Dr Makalé Traoré a ensuite donné une alerte liée à l’expérience de terrain, « nous avons à travers la ‘’Case de Veille’ qui est fondée sur l’alerte précoce et la réponse rapide. Nous avons animé en 2013 et 2015 pour les élections législatives et présidentielles. Pendant sept mois, nous avons enregistré 3806 alertes confligènes sur le terrain ».

S’exprimant toujours sur l’accord politique, l’ancienne ministre de la fonction publique a fait savoir, « On a tiré une leçon qui est extrêmement importante aujourd’hui par rapport aux accords.
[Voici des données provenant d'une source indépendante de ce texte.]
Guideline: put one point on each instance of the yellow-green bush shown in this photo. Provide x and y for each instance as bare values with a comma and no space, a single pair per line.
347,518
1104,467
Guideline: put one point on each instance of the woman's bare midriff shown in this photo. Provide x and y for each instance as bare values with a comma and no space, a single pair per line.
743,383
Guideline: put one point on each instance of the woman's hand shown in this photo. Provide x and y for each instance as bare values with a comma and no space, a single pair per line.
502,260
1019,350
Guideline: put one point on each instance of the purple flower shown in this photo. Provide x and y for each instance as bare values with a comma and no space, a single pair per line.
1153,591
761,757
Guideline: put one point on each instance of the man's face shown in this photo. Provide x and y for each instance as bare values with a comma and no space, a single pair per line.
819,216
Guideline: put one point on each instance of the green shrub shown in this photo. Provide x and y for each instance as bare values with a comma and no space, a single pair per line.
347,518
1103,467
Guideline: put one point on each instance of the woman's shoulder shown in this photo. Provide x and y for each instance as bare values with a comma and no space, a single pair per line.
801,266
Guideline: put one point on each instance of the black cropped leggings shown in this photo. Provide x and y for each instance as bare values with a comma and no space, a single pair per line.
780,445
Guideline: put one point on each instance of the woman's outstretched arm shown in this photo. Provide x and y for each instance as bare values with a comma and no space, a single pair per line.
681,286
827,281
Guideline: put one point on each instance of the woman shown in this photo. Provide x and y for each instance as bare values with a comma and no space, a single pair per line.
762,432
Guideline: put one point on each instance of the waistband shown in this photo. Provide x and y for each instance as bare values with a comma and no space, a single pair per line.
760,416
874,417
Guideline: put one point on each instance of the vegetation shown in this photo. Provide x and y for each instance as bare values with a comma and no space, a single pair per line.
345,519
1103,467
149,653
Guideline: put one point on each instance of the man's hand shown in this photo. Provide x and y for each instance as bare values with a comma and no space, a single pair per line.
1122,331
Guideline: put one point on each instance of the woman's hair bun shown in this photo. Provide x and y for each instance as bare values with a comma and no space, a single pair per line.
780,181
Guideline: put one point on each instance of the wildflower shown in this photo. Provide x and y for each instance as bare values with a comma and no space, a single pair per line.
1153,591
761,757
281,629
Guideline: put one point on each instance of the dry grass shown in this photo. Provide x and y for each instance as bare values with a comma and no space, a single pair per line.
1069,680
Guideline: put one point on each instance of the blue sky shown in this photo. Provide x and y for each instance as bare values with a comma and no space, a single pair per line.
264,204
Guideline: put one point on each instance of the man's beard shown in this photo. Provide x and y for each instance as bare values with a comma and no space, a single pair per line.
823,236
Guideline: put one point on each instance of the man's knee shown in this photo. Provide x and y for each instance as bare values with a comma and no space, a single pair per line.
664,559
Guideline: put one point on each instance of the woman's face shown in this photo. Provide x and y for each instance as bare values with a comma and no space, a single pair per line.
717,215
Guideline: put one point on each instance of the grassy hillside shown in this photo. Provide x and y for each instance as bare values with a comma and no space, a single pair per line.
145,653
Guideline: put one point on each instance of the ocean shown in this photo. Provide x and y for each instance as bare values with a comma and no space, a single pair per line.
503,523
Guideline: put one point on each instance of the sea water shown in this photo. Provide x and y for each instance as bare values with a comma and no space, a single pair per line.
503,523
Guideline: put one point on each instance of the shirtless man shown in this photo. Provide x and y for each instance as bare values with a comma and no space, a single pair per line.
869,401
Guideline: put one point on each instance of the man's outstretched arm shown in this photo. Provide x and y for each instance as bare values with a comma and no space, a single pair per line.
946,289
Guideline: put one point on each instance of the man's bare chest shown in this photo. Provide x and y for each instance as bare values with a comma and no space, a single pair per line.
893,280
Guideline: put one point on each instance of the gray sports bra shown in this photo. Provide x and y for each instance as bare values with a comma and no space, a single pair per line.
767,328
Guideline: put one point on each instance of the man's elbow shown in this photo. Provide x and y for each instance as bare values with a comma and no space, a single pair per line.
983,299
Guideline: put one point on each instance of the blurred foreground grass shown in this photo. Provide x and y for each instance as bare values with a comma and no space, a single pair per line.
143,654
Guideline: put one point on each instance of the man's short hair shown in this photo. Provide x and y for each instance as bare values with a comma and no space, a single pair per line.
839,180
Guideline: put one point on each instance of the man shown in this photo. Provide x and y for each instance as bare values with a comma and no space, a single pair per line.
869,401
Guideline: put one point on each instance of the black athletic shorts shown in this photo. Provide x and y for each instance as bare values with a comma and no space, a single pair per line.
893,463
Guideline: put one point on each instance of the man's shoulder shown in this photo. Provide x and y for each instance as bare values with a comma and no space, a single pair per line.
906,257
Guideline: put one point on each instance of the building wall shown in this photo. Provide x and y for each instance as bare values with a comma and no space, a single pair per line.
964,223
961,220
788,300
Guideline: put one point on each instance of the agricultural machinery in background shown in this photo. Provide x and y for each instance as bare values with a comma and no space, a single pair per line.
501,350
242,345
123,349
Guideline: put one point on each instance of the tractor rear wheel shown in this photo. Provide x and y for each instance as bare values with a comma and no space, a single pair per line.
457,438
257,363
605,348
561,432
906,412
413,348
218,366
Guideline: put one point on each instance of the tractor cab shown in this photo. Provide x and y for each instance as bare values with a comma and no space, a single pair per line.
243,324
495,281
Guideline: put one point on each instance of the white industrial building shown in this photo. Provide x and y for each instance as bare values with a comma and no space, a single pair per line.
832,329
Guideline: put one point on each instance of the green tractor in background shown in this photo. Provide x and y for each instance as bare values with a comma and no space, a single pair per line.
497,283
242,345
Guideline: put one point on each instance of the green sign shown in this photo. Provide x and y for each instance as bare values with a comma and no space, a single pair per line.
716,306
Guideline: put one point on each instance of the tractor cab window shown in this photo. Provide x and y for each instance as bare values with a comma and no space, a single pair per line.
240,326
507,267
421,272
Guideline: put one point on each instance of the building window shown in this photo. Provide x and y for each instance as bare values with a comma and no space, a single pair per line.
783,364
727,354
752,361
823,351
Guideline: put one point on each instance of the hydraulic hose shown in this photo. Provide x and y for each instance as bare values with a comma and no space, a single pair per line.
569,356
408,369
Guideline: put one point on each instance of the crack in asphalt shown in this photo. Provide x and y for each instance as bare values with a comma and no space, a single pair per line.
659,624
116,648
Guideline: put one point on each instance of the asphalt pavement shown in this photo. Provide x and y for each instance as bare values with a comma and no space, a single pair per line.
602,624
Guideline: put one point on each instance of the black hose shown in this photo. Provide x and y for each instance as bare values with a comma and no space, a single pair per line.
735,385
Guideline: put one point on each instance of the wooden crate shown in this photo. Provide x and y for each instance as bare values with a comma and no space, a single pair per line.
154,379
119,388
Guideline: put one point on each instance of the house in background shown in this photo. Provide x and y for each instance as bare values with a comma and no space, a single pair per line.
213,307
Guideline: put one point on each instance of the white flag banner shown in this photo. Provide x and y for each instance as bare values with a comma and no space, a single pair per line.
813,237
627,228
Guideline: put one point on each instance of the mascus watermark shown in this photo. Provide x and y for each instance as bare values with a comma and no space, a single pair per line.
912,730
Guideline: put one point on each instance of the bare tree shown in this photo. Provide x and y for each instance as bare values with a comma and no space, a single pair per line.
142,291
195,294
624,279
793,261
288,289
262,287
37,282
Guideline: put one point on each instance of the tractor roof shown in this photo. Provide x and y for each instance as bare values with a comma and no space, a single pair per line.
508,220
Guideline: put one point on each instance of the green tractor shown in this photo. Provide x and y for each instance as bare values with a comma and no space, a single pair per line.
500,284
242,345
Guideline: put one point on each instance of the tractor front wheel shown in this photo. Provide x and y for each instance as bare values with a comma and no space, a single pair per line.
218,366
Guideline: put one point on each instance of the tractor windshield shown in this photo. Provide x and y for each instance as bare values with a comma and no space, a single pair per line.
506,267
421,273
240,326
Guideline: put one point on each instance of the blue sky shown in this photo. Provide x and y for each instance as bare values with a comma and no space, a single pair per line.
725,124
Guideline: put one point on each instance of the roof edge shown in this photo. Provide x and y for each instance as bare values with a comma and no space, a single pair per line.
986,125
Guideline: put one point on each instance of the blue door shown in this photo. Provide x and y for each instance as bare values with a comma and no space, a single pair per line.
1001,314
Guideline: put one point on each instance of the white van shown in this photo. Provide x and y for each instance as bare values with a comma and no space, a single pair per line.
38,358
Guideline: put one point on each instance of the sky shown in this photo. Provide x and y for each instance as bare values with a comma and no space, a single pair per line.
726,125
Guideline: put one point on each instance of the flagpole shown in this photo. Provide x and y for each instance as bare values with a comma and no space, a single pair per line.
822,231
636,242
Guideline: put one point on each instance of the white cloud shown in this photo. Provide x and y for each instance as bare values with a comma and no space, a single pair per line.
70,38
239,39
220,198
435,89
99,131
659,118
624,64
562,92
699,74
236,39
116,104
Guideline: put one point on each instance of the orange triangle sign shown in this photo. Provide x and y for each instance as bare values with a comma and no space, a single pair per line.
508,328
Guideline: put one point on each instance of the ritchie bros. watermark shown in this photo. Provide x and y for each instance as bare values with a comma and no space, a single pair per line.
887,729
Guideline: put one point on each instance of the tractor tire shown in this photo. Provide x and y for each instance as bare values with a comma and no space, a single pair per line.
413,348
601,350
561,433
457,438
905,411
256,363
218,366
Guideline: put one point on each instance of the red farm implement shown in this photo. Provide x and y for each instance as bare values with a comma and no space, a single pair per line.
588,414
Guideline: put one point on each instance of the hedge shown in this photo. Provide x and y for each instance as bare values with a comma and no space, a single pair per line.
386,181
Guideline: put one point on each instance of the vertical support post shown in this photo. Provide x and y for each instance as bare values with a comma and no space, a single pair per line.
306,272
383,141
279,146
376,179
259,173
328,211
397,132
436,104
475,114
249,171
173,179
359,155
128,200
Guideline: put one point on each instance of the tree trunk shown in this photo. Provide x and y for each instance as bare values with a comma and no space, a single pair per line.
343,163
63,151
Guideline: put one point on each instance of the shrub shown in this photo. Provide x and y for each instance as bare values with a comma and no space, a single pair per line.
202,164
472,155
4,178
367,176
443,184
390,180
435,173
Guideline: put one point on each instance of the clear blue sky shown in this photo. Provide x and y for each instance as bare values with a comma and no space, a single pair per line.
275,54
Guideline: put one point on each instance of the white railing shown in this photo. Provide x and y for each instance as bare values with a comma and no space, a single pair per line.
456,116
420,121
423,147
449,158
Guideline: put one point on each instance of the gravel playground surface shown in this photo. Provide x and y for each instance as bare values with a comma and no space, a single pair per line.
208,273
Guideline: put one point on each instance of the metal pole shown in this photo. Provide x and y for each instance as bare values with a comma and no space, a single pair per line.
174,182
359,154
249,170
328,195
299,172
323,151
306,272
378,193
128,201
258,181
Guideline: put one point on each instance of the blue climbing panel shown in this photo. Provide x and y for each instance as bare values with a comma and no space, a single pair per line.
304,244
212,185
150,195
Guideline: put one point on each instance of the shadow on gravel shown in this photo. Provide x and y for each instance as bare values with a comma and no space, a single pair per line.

Ce que 90% de ses situations conflictuelles ont pour origine des conflits intra et intercommunautaires mal résolus ou non résolus. Et que les communautés à la base diront que, c’est mal résolu parce que nos responsables ne sont pas élus. L’élection des responsables de proximité demande une forte implication de nos populations. Donc, ‘’les désigner ce n’est pas une erreur mais c’est une faute ‘’. Il faut que nos décideurs entendent cela », a-t-elle soutenu.